For years now, the world has been glued to their phones. It feels like ever since Motorola hit the world with the flip phone, we have been more concerned about the little screen in our palm rather than the world around us.
In fact, in 2016, us Australians spent a solid 10 hours and 24 minutes engaging with an internet device daily. Doing what exactly? I don’t know.
But this screen time has seen the pressure fall back on to companies and their marketing teams. How does a company stay in the forefront of consumers’ minds, when there is so much information being absorbed?

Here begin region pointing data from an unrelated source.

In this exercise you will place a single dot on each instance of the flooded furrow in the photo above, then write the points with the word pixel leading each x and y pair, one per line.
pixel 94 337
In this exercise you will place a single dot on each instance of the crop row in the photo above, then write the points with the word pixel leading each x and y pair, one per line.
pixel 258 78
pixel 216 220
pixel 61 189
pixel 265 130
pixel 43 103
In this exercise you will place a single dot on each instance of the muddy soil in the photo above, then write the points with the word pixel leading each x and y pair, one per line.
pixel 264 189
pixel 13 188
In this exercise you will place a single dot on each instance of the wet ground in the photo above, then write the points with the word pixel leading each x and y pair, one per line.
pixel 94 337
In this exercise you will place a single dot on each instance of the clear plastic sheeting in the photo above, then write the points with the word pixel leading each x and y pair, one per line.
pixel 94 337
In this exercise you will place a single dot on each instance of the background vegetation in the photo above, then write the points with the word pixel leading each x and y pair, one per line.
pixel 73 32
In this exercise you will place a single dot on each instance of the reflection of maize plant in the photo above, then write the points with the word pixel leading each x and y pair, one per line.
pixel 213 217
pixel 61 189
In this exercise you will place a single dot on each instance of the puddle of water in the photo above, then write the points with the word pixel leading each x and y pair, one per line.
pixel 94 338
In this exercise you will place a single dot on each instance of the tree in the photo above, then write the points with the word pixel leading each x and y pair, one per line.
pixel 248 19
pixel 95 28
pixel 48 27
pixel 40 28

Hello to the rebranding era.
Many major companies entered the internet revolution between the years 1990 and the early 2000’s. Many of whom have continued to adapt their brand to the ever-changing consumer needs, while remaining true to their origin.
Let us use ebay as an example. They opened in 1998 and have never strayed too far from their four-colored logo, slightly old and honest website display. But this works. When you think of ebay, you think, cheap, honest, and easy to use.

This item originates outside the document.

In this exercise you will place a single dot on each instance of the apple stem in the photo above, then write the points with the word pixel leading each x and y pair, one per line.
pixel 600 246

Then we look at Gumtree, a company that was comparable to ebay. Both providing a cheap looking site, which we accepted, because we went on to both sites looking for a cheap deal. And then they rebranded. Rebranded to something completely different to what, I as a consumer, think that Gumtree represents. Now the site and the logo looks slick, smart and simple. It feels entirely different. I no longer get that buzz when you’re about to score a bargain, instead I feel I might be paying more. Or, worse, there could be some hidden fees.
Is rebranding a strong marketing tactic for attracting new customers, or does it simply change the entire customer journey and put loyal customers off?